Sustainable neighborhoods feature housing choices to meet the needs of the full spectrum of residents and workers along with convenient access to shopping, jobs and places to play. A common feature of all sustainable neighborhoods is that they are highly walkable and bikeable. This is as true for a small farmworker hamlet as it is for a suburban or urban setting. In a metropolitan setting, access to transit is important too.
The benefits of sustainable neighborhood development include lower local public service costs, stronger local and regional economies, a healthier environment and greater access to jobs and housing in high opportunity areas for lower income residents, a key to providing upward mobility and tackling inequality.
Fitting more housing, jobs, shopping and recreational uses close together is key both to saving land and to providing the kind of convenience that makes neighborhoods walkable and minimizes transportation impacts. This requires supportive zoning which is often difficult to secure as many residents fear “density’ in their neighborhood.
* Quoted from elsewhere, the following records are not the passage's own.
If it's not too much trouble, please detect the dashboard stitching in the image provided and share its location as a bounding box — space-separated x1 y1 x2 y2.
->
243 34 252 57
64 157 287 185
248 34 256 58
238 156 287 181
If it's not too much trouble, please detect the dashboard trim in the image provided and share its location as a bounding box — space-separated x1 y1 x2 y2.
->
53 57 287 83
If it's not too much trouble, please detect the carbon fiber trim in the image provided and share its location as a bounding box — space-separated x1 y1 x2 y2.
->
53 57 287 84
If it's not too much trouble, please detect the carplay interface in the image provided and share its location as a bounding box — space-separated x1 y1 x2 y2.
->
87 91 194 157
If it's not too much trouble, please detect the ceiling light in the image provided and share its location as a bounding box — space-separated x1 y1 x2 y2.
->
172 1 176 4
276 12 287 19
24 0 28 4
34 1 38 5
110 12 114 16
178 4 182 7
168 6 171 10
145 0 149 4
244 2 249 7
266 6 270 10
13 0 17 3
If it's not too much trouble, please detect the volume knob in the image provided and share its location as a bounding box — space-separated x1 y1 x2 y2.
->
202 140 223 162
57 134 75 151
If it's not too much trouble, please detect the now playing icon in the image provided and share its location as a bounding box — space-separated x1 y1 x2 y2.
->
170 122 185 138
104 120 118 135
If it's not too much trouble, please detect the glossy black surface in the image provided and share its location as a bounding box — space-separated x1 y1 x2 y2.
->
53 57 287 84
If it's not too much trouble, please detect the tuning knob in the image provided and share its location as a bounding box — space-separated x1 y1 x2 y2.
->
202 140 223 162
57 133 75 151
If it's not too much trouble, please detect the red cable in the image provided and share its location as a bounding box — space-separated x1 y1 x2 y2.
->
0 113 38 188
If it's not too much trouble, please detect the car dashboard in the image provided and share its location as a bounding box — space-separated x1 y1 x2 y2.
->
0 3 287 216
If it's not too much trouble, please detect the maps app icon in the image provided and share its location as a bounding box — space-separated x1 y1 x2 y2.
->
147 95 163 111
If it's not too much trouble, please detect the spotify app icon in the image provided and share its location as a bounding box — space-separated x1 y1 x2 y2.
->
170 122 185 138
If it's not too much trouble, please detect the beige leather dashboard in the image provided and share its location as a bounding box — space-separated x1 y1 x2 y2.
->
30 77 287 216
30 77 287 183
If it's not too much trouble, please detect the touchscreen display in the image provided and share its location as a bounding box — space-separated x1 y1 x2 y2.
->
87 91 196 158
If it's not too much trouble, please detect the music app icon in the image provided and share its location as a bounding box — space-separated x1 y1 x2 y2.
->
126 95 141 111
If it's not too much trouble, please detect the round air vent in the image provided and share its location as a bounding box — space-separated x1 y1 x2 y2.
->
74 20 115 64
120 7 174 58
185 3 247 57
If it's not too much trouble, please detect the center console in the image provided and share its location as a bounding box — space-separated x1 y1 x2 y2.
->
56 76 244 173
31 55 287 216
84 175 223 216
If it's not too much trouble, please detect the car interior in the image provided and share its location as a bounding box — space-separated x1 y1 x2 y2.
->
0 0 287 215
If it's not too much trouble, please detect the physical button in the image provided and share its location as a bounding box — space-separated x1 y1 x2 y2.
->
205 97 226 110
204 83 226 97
But with good design, new development can make communities better places to live. Attention to detail is the deciding factor. That is why LEED for Neighborhood Development provides more that 1/3 of its points for neighborhood pattern and design. The rewards for getting it right are neighborhoods that allow all of us to lead safer, healthier, more productive lives.
Defining sustainable neighborhoods is a complex endeavor. Two systems we find especially helpful are:
LEED ND is a collaborative project of the US Green Building Council, the Natural Resources Defense Council and the Congress for a New Urbanism. It is the standard bearer for measuring neighborhood sustainability and is the most comprehensive of such standards. LEED-ND integrates the principles of new urbanism, green building, and smart growth into the first national standard for neighborhood design, expanding LEED's scope beyond individual buildings to a more holistic concern about the context of those buildings.
GREEN TRIP is a standard developed by Transform, a group that works on transportation and land use policy headquartered in the San Francisco Bay Area. It lacks many of the design criteria that make LEED ND so useful, but focuses on a few key strategies that are especially effective for sites located on the transit back bone of a relatively transit oriented metropolitan area. This standard places a heavy emphasis on transportation demand management strategies, as for instance providing long term transit passes to all residents of Green Trips certified residential projects and limits on off street parking.